On allowing non-tech companies
Whether to allow non-technology startups on the new platform was a big discussion point at Sebi. After much deliberation, we have decided for tech startups will need minimum pre-IPO institutional investor shareholding of 25 per cent, while other companies the institutional shareholding will be 50 per cent to qualify for listing on the new platform.
On crowd funding
Work is on crowd funding regulations. Crowd funding is for very small and early-stage companies which immediately may not be prepared for listing. We might decide very soon on crowd funding regulations too.
On Narayan Murthy panel
The proposal on startups the board has approved today were discussed with the Narayan Murthy committee also. The panel has lot of other mandates. For example, they are working on the crowd funding regulations.
On further reducing IPO timeline
Once we are comfortable that the system is working well with T+6, our attempt will be to go further down. But can’t give a timeline right now as to what is your ultimate goal. Our desire is to reduce it even further.
On e-IPO
For variety of reasons we have retained the possibility of paper-based applications. We have not done away with them. The main idea behind e-IPO was to reduce the listing period. That has been achieved today. When the systems are more ready we will go for full e-IPO.
On applicability of FMC norms
We are reviewing each and every circular and guideline issued by the FMC. We are going to have our own rules and regulations, which will be ready in two months from now. Whatever are the Sebi guidelines, for example in the area of exchange shareholding, the same should apply there. But we will not like to do it in a disruptive manner. It means we will provide reasonable time entities to migrate. That will be the approach we will be following.
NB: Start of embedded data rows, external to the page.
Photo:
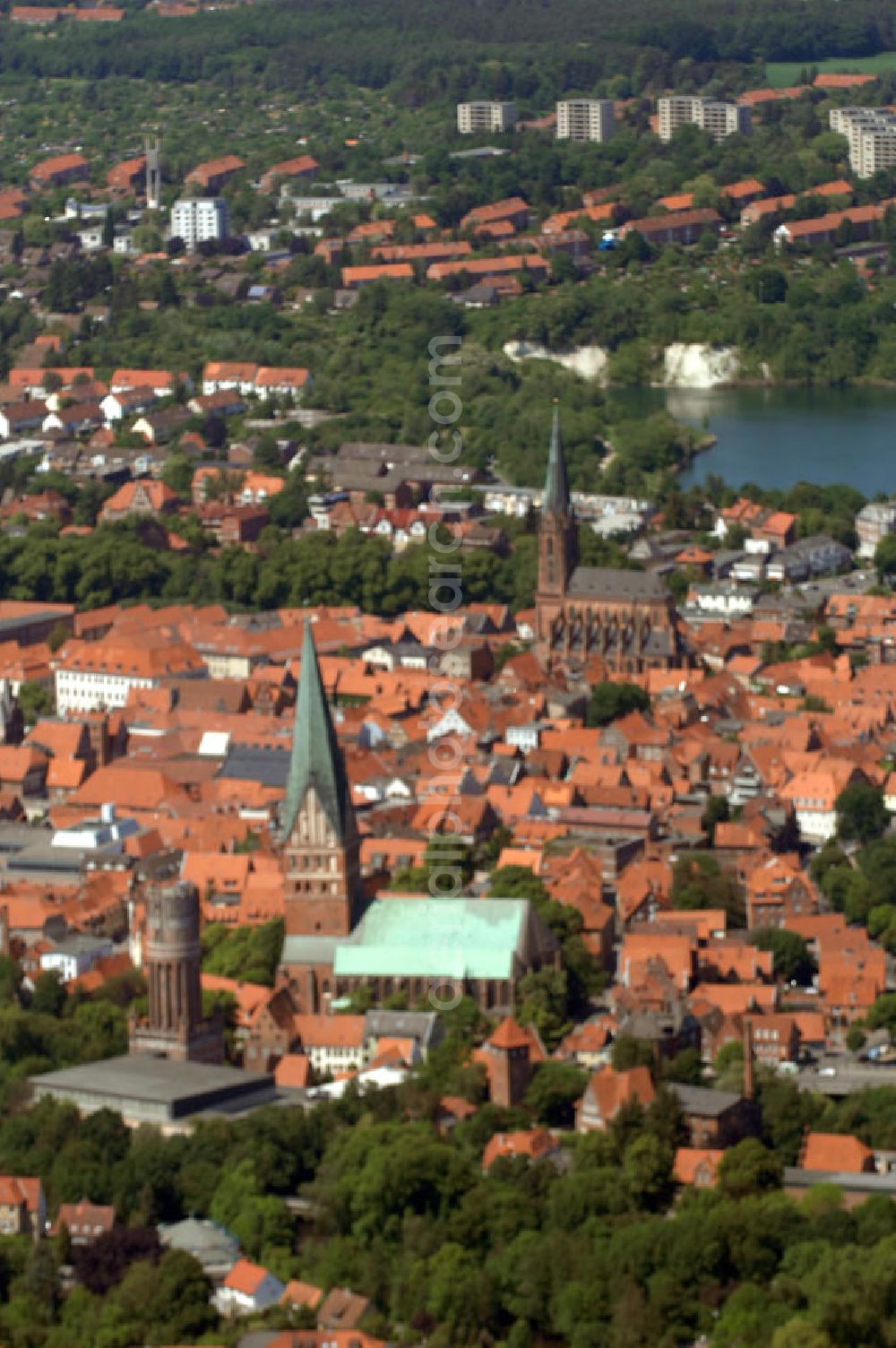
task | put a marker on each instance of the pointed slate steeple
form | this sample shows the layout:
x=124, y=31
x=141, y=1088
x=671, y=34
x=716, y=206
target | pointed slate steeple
x=556, y=488
x=317, y=759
On bourses foray into new segments
Under the current law, any exchange wanting to start a new segment needs prior Sebi approval. An exchange cannot start a new segment like currency or equity automatically. Before Sebi gives an approval it checks for the exchange’s preparedness, risk managements systems and other processes.
On FMC manpower
Some of the personnel at FMC is of very good quality. The law passed by the parliament says that FMC staff will be eligible for an induction in Sebi or else they will go back to the government of India. So no one will have any difficulty so far as their job prospects are concerned.